Sam Zell Wants to Ruin Everything in Chicago

Sam Zell, caretaker owner of the Chicago Cubs and Wrigley Field as part of his December purchase of the Tribune Company, wants everyone to know that “his role is to throw bombs and shake people up. He’s a man of his word.” For Cubs fans, that word has been “monetize”. (At least, that’s the clean version. Zell prefers naughtier words.)

Sam Zell shows us the money

He’s rolled as many grenades under the new furniture as possible, including layoffs on the Tribune side and throwing ideas out randomly to wring every last nickel out of the Cubs franchise before selling it off. However, his notion to sell naming rights to Wrigley Field isn’t remotely the worst of it; now he’s trying to destroy Chicago architecture. No, really. All of it.

As reported by the CHICAGO READER in January, Zell wants to hand over Wrigley Field to the Illinois Sports Facilities Authority (created to build US Cellular Field) so the taxpayers of Illinois can pay for a new parking garage, mall, and other amenities that would make Wrigley Field exactly like every other park in the majors.

Unfortunately for poor misbegotten Zell, Wrigley Field has local landmark status. While Fenway-like minor changes have been completed, he can’t get his way if Chicago preserves that landmark status.

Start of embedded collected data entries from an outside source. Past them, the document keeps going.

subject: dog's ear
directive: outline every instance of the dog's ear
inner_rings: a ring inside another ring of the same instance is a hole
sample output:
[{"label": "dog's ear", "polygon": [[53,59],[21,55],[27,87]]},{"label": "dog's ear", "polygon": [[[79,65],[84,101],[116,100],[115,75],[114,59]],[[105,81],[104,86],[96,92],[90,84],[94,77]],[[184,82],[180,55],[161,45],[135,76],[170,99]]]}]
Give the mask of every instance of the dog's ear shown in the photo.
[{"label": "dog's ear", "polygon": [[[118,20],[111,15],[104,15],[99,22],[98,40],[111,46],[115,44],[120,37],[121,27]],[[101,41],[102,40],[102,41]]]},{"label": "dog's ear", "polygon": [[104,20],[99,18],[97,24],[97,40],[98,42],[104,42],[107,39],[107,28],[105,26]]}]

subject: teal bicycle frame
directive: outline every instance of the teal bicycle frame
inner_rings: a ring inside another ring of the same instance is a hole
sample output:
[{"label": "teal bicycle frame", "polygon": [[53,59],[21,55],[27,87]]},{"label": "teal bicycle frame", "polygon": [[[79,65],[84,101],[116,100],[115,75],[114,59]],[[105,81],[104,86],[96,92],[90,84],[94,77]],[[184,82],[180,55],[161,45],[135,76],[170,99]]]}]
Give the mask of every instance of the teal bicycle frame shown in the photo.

Naturally, Zell wants landmark status lifted enough to let him have his way. Once that’s complete, he will presumably stop holding the Cubs franchise hostage and sell the team separate from the stadium.

In Blair Kaman’s piece in the CHICAGO TRIBUNE Monday, the architecture critic points out that removing or modifying landmark status for Wrigley would encourage property owners in other Chicago landmark districts to cry poverty without the ability to tear down their classic structures for condos or a Tilt-A-Whirl.

Chicago, world-renowned for its architectural beauty, would join New Wrigley as another plain place. As any environmental or architectural preservationist will tell you, any preservation effort only has to lose once to fail completely. That’s a record the Cubs and Wrigley Field can’t possibly hope to compete against.

(P.S. Blair, I hope you have saved well; that job at the Tribune won’t last much longer now that you’ve poked the vulgar bear.)